A. D. : Cette solution offre de nombreux avantages tels que la rapidité d’exécution des travaux et la réduction des nuisances, particulièrement dans les logements occupés. En effet, il y a peu de temps de préparation en comparaison avec un chantier pour lequel il faudrait procéder à la dépose complète. D’autant que certains dormants sont très solidement fixés avec des pattes d’ancrage scellées dans la maçonnerie.

Ensuite, après la pose des nouvelles menuiseries, aucun travail de finition n’est à réaliser : ni raccords d’isolant, ni retouches de papier peint ou de peinture si leur réfection complète n’a pas été prévue par ailleurs. Les profils dormants des fenêtres possèdent sur le côté intérieur une aile de recouvrement qui permet de fixer la menuiserie mais aussi de faire le raccord avec le parement existant, quitte à rajouter un profil métallique ou bois supplémentaire pour parfaire la finition. Tous ces avantages réduisent le temps d’intervention et par conséquent le coût des travaux.

Le confort thermique et acoustique des locaux est ainsi amélioré de façon économique par le changement de vitrages simples en vitrages isolants et par la mise en place de menuiseries dont les ouvrants sont aptes à supporter le poids des vitrages isolants.

Les maîtres d’ouvrage voient l’intérêt de changer des menuiseries anciennes par des menuiseries réalisées avec des matériaux dont l’entretien est plus aisé. En plus de l’amélioration du confort, le changement esthétique est apprécié par les occupants.

CTB : N’y aurait-il donc pas d’inconvénients ?

A. D. : Le principal inconvénient est une possible diminution du clair de jour du fait de la juxtaposition de deux dormants de fenêtres. Pour réduire l’encombrement global des dormants neufs et existants, les fabricants créent des gammes dont les profils ont tendance à s’affiner.

Mais attention, tous les avantages du maintien des dormants existants peuvent évidemment être réduits à néant, si les études préalables et les travaux d’adaptation sont négligés. On en revient à la prépondérance du diagnostic et des études techniques préalables :

– Une menuiserie neuve, aussi performante soit-elle, ne tiendra pas longtemps dans un dormant en mauvais état.

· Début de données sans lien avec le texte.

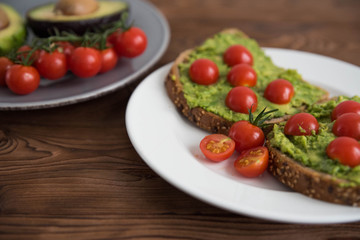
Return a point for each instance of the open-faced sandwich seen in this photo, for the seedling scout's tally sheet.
(229, 87)
(318, 153)
(208, 103)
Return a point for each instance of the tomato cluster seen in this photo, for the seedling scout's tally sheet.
(247, 137)
(346, 148)
(22, 75)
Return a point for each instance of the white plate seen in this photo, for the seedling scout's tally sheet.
(71, 89)
(168, 143)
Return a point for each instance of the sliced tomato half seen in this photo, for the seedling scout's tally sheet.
(217, 147)
(253, 162)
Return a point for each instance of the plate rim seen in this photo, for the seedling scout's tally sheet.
(96, 93)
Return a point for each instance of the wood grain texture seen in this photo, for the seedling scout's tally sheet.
(71, 172)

– Un manque d’aération des bois ou de l’acier existant entraînera, dans un cas, le pourrissement des bois avec développement de champignons, et dans l’autre la corrosion du métal.

– Une absence de calfeutrement entre existant et menuiserie neuve provoquera des infiltrations d’eaux à l’intérieur du bâtiment.

Les dispositions constructives préconisées par le DTU 37.2 ont précisément pour but d’éviter l’apparition de ces désordres.